Michael Lebowitz | 01.12.2023 06:12
"Für mich ist der Kontext der Schlüssel - denn damit kann man alles verstehen." - Der abstrakte Künstler Kenneth Noland.
Das gilt auch für unser Geschäft! Man muss den Kontext kennen, um besser zu verstehen, ob die Marktberichte die Wahrheit genau beschreiben.
Bei der jüngsten Entscheidung von Moody's, die Kreditwürdigkeit der US-Regierung auf "Watch" zu setzen, ist der Kontext, in dem die Entscheidung getroffen wurde, nicht unbedingt ein ausuferndes Haushaltsdefizit, wie die meisten Anleger glauben. Sie trafen ihre Entscheidung vor dem Hintergrund hoher Zinssätze.

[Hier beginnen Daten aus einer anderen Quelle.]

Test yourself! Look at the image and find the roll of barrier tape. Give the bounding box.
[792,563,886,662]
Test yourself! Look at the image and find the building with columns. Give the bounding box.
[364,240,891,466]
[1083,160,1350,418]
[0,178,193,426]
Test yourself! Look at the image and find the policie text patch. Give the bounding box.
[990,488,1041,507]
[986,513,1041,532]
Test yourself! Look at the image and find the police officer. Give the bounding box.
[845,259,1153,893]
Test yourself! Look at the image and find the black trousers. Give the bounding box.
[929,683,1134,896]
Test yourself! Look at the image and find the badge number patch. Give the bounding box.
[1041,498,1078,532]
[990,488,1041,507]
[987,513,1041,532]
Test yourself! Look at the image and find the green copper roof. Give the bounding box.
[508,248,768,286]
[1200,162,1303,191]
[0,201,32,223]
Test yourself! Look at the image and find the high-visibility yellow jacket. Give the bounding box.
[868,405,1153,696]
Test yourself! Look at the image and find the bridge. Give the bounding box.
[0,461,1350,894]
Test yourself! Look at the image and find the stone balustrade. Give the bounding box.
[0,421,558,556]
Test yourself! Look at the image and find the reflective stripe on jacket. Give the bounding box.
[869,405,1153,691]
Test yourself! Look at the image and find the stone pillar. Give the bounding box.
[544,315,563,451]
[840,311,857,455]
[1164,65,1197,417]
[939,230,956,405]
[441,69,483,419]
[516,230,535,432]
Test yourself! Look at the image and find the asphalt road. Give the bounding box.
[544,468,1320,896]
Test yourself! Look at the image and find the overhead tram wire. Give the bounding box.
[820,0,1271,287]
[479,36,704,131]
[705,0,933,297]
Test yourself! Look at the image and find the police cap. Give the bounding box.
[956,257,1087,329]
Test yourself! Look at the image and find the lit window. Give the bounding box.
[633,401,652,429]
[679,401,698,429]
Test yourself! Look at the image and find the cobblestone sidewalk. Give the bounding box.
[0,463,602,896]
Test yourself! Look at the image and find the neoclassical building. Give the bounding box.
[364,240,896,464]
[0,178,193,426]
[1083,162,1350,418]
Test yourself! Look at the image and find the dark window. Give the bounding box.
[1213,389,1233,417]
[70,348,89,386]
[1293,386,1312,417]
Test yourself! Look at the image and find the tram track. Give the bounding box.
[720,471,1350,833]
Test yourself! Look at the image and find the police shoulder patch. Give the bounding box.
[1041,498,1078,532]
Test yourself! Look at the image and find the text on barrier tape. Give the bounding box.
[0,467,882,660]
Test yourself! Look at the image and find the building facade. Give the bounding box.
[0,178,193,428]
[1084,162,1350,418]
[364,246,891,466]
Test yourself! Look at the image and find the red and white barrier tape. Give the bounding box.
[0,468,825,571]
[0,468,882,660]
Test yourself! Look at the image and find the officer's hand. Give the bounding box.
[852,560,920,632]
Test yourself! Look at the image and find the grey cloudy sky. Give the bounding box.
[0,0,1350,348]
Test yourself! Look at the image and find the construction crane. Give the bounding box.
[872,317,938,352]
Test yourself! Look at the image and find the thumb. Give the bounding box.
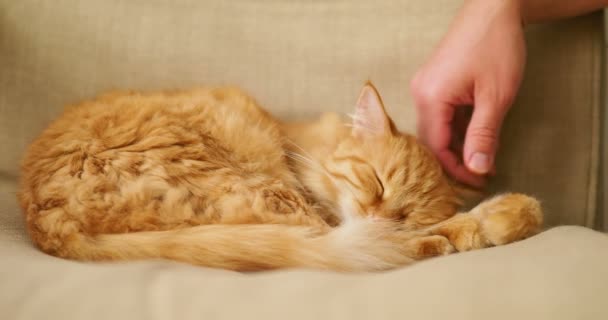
[463,99,507,174]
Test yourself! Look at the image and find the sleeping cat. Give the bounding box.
[19,83,542,271]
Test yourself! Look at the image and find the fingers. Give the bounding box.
[463,96,507,175]
[417,99,486,188]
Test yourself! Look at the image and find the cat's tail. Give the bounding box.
[68,219,412,271]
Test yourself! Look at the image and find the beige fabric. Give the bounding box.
[0,0,602,226]
[0,0,608,319]
[0,191,608,320]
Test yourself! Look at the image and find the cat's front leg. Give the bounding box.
[404,235,456,260]
[422,194,543,251]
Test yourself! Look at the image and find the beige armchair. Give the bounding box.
[0,0,608,319]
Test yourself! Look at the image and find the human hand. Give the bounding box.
[411,0,526,187]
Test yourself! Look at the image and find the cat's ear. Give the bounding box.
[352,81,393,137]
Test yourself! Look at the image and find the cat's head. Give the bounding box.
[323,83,459,227]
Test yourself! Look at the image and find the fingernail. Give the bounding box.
[469,152,490,174]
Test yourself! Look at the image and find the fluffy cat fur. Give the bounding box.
[19,83,542,271]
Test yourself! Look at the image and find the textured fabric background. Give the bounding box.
[0,0,602,226]
[0,0,608,320]
[0,186,608,320]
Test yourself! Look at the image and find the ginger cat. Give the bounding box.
[19,83,542,271]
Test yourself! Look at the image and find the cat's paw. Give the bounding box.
[406,235,456,259]
[470,194,543,245]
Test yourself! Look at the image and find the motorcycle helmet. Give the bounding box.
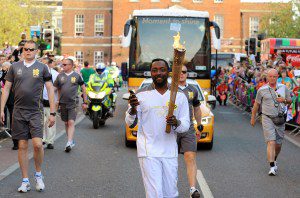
[96,63,105,73]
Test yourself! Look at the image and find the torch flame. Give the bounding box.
[173,32,185,49]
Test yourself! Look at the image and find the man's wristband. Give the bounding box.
[50,112,56,116]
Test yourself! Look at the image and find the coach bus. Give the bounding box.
[122,9,220,93]
[261,38,300,68]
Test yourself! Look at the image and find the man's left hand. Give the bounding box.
[48,115,55,128]
[197,124,204,132]
[166,115,180,127]
[82,103,87,111]
[276,97,285,103]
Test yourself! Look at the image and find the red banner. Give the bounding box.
[286,54,300,67]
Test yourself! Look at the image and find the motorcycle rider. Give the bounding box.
[87,62,117,117]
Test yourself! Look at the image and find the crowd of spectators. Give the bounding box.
[212,56,300,124]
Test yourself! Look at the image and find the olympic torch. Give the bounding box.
[166,32,186,133]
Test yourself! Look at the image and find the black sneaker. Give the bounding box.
[47,144,54,149]
[11,145,19,151]
[65,146,72,153]
[191,189,201,198]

Im Kontext höherer Zinsen und ohne wirksame fiskalpolitische Maßnahmen zur Senkung der Staatsausgaben oder zur Erhöhung der Einnahmen geht Moody's davon aus, dass die Haushaltsdefizite der USA sehr hoch bleiben werden, was die Bezahlbarkeit der Schulden erheblich beeinträchtigen wird.

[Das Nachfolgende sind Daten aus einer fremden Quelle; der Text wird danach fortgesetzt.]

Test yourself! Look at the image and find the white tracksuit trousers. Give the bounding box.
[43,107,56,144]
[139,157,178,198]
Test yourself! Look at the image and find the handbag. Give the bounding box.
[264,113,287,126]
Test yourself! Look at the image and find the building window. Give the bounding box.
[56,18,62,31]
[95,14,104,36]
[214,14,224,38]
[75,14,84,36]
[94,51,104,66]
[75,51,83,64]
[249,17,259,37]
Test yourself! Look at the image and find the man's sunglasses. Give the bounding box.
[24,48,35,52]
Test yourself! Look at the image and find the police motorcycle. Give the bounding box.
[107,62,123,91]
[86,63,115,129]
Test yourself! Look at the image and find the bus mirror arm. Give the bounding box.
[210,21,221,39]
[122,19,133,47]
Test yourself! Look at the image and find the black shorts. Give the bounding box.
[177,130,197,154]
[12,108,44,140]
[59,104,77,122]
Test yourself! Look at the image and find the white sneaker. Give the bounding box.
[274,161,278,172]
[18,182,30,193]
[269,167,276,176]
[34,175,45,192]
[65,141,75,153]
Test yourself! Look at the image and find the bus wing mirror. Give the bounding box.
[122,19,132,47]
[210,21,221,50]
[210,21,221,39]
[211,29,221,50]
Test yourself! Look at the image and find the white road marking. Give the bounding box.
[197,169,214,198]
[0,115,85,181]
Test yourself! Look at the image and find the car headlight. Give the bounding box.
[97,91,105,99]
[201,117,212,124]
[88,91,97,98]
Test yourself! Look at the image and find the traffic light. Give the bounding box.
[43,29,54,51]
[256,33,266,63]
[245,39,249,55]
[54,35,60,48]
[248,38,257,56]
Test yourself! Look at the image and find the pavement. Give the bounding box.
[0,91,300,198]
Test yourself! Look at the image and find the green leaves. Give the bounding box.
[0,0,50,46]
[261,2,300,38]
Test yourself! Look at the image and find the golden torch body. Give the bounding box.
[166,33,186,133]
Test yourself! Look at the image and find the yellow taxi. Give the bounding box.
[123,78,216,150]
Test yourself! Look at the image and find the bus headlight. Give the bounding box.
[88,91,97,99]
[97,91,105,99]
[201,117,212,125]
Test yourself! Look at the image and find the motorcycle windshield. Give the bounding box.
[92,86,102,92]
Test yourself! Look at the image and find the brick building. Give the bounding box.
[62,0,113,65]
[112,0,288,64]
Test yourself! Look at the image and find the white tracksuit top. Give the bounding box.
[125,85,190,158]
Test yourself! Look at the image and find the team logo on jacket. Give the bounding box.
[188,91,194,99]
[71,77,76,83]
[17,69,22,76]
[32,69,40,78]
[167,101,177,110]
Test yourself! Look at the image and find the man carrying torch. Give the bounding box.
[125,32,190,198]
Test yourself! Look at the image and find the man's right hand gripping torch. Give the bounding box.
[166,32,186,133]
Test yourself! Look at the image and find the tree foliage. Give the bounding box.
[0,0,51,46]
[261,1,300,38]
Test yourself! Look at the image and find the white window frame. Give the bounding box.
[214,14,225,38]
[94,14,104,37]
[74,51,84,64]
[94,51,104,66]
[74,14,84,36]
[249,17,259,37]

Große Haushaltsdefizite und die damit einhergehende Ausgabe von Staatsanleihen sind zweifelsohne problematisch. Die Herabstufung wird jedoch direkt der Höhe der Zinssätze zugeschrieben. Die Besorgnis wird schnell verschwinden, wenn die Zinssätze spürbar sinken, und zwar unabhängig davon, wie Staatsanleihen ausgegeben werden.

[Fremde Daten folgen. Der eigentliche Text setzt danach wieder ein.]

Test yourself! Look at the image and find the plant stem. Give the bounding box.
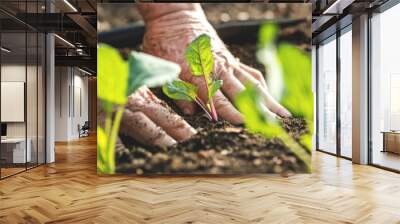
[107,105,125,173]
[194,97,213,121]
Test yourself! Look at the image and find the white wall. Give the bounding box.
[55,67,88,141]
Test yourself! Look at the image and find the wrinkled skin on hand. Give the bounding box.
[120,87,196,147]
[139,3,290,124]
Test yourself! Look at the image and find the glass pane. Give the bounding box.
[318,38,336,153]
[340,30,353,158]
[371,5,400,170]
[37,34,46,164]
[1,29,27,177]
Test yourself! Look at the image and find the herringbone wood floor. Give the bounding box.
[0,137,400,224]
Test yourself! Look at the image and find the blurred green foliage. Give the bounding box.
[163,34,223,121]
[97,44,180,174]
[235,84,311,172]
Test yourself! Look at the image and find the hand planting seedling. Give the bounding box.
[162,34,222,121]
[97,44,180,174]
[235,84,311,172]
[257,23,314,149]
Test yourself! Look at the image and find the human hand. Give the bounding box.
[120,87,196,147]
[141,4,290,124]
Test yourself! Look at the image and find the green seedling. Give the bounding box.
[163,34,222,121]
[97,44,180,174]
[235,84,311,172]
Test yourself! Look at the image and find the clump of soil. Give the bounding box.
[116,114,307,174]
[103,4,311,175]
[281,117,310,141]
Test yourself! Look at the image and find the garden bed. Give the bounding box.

Bei Zinssätzen von null Prozent kann sich Uncle Sam, und sogar Sie und ich, Billionen von USD ausleihen - ohne Sorgen um die Zahlung der Zinsen.
Schauen wir uns den Kontext und die Fakten an, um besser beurteilen zu können, ob die jüngste Behauptung der Bond-Bären, dass die höheren Renditen eine direkte Folge der massiven Emission von Staatsanleihen sind, zutrifft.
Steigender Zinsaufwand für den Staat
Unser Artikel Ende Juli erörterte, wie sich höhere Zinssätze auf die Zinsausgaben des Federal Governments auswirken bzw. auswirken könnten. In knappen Worten:
Die gesamten Zinsausgaben des Bundes dürften in den nächsten zwölf Monaten um etwa 226 Milliarden Dollar auf über 1,15 Billionen Dollar steigen. Zum Vergleich: Vom 2. Quartal 2010 bis Ende 2021, als die Zinssätze nahe Null lagen, stiegen die Zinsausgaben um insgesamt 240 Milliarden Dollar. Noch erstaunlicher ist, dass die Zinsausgaben in den letzten drei Jahren stärker gestiegen sind als in den fünfzig Jahren davor.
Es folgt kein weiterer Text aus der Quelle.